You might have had two thoughts while reading that. 1) That sounds a lot like API keys that developers use to access web services, doesn't it? Yes, that's exactly right.

And 2) Doesn't the browser already support client authentication with client SSL certificates? There are some similarities, but the big difference is that the existing client SSL authentication comes with all of the baggage of a PKI infrastructure. The implementation of it is really dragging those problems down into the browser space – and I believe accounts for its limited adoption. The approach here is bubbling up a client authentication solution from passwords.

The User Experience

So, what would this look like to users? Here's two thought experiments for the most common cases:


A user visits a website and fills out a form to signup for service. There's no username or password field. They submit the form and once the account is created, Javascript sent back to the browser invokes the key chain API to add a new account (i.e. save a password for the domain). The user is prompted to give a description for the item. The browser saves it to the platform key chain and the platform key chain synchronizes it with the cloud and all of the user's other devices.


A user visits a website's login page. Javascript on the page detects and invokes the key chain API asking for a password for the domain. The browser presents a window to the user showing the description for each of the stored passwords for the domain.

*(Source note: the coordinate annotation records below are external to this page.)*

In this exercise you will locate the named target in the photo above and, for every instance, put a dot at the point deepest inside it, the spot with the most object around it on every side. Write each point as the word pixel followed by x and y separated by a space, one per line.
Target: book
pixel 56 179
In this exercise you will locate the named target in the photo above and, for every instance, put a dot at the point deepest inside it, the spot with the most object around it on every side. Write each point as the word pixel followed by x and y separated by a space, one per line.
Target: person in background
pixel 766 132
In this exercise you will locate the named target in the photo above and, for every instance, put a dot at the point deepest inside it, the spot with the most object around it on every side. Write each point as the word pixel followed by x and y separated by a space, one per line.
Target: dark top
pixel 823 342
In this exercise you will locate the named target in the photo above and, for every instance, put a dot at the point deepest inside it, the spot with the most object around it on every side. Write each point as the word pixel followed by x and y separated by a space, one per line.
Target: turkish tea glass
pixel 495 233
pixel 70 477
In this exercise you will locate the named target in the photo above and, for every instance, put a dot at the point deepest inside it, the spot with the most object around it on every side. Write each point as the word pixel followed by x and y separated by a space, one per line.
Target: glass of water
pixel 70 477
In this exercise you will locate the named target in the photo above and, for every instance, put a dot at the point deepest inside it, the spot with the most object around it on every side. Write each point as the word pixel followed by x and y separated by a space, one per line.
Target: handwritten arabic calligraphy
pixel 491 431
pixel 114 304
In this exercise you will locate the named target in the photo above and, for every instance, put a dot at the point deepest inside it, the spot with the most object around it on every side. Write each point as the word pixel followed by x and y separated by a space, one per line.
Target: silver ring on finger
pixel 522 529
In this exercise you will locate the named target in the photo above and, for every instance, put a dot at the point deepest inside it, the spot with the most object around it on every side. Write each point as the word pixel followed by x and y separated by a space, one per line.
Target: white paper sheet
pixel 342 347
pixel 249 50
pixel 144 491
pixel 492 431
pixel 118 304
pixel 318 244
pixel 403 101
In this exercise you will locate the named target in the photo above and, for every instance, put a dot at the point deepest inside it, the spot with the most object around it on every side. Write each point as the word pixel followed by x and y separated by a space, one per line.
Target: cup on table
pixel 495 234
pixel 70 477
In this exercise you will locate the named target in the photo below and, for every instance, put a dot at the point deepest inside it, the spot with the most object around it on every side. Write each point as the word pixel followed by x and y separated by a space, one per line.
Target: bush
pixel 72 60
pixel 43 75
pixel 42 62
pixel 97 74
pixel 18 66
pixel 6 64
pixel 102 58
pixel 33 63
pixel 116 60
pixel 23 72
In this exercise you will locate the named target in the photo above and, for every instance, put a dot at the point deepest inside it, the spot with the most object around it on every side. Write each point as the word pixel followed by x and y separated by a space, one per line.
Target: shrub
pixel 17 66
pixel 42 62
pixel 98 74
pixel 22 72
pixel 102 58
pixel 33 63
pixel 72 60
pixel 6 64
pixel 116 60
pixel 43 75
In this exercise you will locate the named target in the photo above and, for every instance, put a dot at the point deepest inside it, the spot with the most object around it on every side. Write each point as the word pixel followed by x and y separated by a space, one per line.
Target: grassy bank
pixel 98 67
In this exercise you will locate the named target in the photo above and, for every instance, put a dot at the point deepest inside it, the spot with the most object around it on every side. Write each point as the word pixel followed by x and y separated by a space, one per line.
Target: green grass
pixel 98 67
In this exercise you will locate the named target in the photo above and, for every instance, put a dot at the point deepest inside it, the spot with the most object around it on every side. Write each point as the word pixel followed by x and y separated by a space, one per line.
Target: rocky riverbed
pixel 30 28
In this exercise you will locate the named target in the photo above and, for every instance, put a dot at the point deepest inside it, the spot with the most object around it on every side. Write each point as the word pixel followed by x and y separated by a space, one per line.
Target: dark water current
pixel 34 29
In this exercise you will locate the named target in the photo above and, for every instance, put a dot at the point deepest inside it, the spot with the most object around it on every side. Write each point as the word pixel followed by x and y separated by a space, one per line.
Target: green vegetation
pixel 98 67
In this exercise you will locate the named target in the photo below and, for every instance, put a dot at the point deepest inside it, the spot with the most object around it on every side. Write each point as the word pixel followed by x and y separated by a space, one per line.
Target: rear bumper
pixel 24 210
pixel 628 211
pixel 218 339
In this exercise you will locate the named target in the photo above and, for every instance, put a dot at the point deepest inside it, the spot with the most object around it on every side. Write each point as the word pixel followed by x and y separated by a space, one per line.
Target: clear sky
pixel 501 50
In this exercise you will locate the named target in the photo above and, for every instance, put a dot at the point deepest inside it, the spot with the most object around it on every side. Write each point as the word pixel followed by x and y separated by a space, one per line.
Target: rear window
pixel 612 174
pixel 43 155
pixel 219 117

The user selects one which is then returned via the key chain API call to the website's login page Javascript code. The page proceeds to authenticate and sign in the user.

A couple of basic benefits become apparent:

  • A user will never see or be prompted for a password again. Evolving passwords will effectively get rid of them.
  • Every single password created and used this way will be cryptographically unbreakable. The only way to get your password is to steal it from you.
  • The main authentication problem will effectively move from being between service providers and you to being between each of your device's and you. This problem is much easier to solve locally since biometrics become viable. Touch ID anybody?
  • Passwords of this type (large and random) can service to both authorize and identify a user. There's no need to have a separate username to identify an account. The password (or hash of it) can identify an account.

One of my metrics for when an idea is feeling "right" is when it has a real-world analog that is tried and true. In this case, think of locks and keys. You might think login pages are the locks and passwords are the keys. But realistically, the analog for what we have today is really a combination lock. You have to remember, manage and protect the combination. Anybody who can obtain it can open the lock.

In this evolved password scenario, key chains and passwords are created, managed and protected like real keys. A real key isn't likely to be properly duplicated by just looking at it and you aren't likely to guess it. It requires possession of the key (or a duplicate of it) in order to gain access.

In other words, passwords change from something you know to something you possess.

It's Not a Startup Opportunity

If you've read this far, you probably have come to the same conclusion I have – this is not a startup opportunity. This is a problem of standardization and adoption by major application, framework and operating system vendors. Since this is an evolutionary approach instead of a whole new method, it's easy to imagine practical and cost-effective steps that could be taken to get there.

I believe whether or not anybody actively plans this outcome, this is where the problem will ultimately evolve to anyway following the current course. But the description presented here isn't a complete solution as authentication is a large and thorny problem. What about password resets if my key chain loses a key? How do I access websites when I'm not on one of my devices? Feel free to chime in with your thoughts in the comments and add to the discussion.

It's not a problem a startup will come along and magically solve. It's our problem to solve right now.